Kamis 23 May 2019 12:11 WIB

Indonesia Kembali Bahas Palestina di Dewan Keamanan PBB

Indonesia memberi perhatian khusus pada situasi Palestina dalam briefing DK PBB.

Rep: Fergi Nadira/ Red: Nur Aini
Menteri Luar Negeri Indonesia Retno LP Marsudi dalam forum PBB membahas Palestina, New York, Kamis (4/3).
Foto: Dok Kemenlu
Menteri Luar Negeri Indonesia Retno LP Marsudi dalam forum PBB membahas Palestina, New York, Kamis (4/3).

REPUBLIKA.CO.ID, NEW YORK -- Indonesia sebagai presiden Dewan Keamanan Perserikatan Bangsa -Bangsa (DK PBB) mengadakan briefing dengan 15 anggota DK yang membicarakan soal situasi di Timur Tengah, khususnya Palestina, Rabu (22/5) waktu setempat.
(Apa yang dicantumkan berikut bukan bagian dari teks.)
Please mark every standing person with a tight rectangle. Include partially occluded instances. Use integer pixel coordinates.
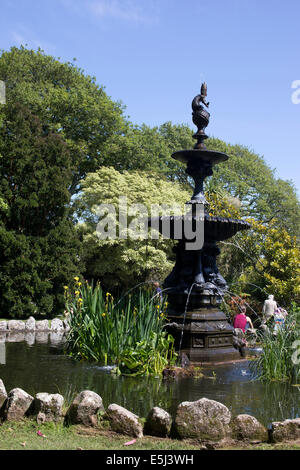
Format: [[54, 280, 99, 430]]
[[262, 295, 277, 324]]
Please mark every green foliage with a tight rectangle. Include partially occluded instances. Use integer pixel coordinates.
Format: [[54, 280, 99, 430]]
[[77, 166, 190, 290], [0, 46, 128, 317], [65, 280, 176, 376], [206, 138, 300, 236], [225, 219, 300, 308], [101, 121, 193, 187], [252, 305, 300, 382], [0, 103, 81, 318], [77, 166, 246, 292], [0, 46, 126, 193], [102, 121, 300, 237], [0, 46, 299, 317], [0, 103, 72, 234]]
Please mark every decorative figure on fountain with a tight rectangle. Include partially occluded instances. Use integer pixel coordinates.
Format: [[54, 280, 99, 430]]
[[191, 82, 210, 150]]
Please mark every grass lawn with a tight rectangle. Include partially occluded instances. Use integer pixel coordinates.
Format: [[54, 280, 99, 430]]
[[1, 420, 300, 451], [0, 420, 203, 451]]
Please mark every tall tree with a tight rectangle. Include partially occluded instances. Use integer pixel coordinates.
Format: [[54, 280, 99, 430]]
[[0, 104, 80, 317], [0, 46, 127, 193]]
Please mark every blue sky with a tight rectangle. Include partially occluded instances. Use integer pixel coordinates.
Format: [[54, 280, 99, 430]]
[[1, 0, 300, 194]]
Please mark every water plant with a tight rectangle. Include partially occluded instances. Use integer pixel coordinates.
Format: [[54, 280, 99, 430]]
[[251, 304, 300, 382], [64, 279, 176, 376]]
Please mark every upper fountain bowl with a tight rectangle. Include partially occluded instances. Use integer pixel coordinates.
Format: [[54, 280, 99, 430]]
[[172, 149, 228, 166]]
Kegiatan tersebut merupakan salah satu agenda Indonesia sebagai presiden DK PBB selama satu bulan hingga 31 Mei 2019. 

Tujuan pertemuan itu adalah untuk mendapatkan informasi mengenai situasi terkini di Timur Tengah, termasuk isu Palestina, Suriah, dan Yaman. Melalui video conference, perkembangan terakhir di Timur Tengah disampaikan oleh Koordinator Khusus United Nations Special Coordinator for the Middle East Peace Process (UNSCO) Nickolay Mladenov, dan Commissioner-General United Nations Relief and Works Agency for Palestine Refugees in the Near East (UNRWA) Pierre Krahenbhul. 

Baca Juga

Menteri Luar Negeri (Menlu) Indonesia Retno LP Marsudi dalam memimpin briefing-nya mengatakan, konflik berkepanjangan di Timur Tengah memiliki dampak besar bagi perdamaian dan stabilitas kawasan dan global. "Oleh karenanya DK PBB harus dapat menghasilkan progres riil dalam penyelesaian isu Timur Tengah, khususnya Palestina," kata Retno di Markas Besar PBB dalam rilis pers yang diterima Republika.co.id, Kamis.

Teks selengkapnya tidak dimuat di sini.